This mock storage will never store OAuth tokens. If you try to retrieve a token from this storage, you will always get None.

class flask_dance.consumer.storage.MemoryStorage(token=None, *args, **kwargs)[source]

This mock storage stores an OAuth token in memory and so that it can be retrieved later. Since the token is not persisted in any way, this is mostly useful for writing automated tests.

The initializer accepts a token argument, for setting the initial value of the token.

Let’s say you are testing the following code:

from flask import redirect, url_for
from flask_dance.contrib.github import make_github_blueprint, github

app = Flask(__name__)
github_bp = make_github_blueprint()
app.register_blueprint(github_bp, url_prefix="/login")

@app.route("/")
def index():
    if github.authorized:
        return redirect(url_for("github.login"))
    return "You are authorized"

You want to write tests to cover two cases: what happens when the user is authorized with the OAuth provider, and what happens when they are not.
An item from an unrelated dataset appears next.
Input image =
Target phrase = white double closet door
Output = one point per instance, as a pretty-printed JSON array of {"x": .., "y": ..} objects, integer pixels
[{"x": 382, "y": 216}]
Here’s how you could do that with pytest and the MemoryStorage:

from flask_dance.consumer.storage import MemoryStorage
from myapp import app, github_bp

def test_index_unauthorized(monkeypatch):
    storage = MemoryStorage()
    monkeypatch.setattr(github_bp, "storage", storage)

    with app.test_client() as client:
        response = client.get("/", base_url="https://example.com")

    assert response.status_code == 302
    assert response.headers["Location"] == "https://example.com/login/github"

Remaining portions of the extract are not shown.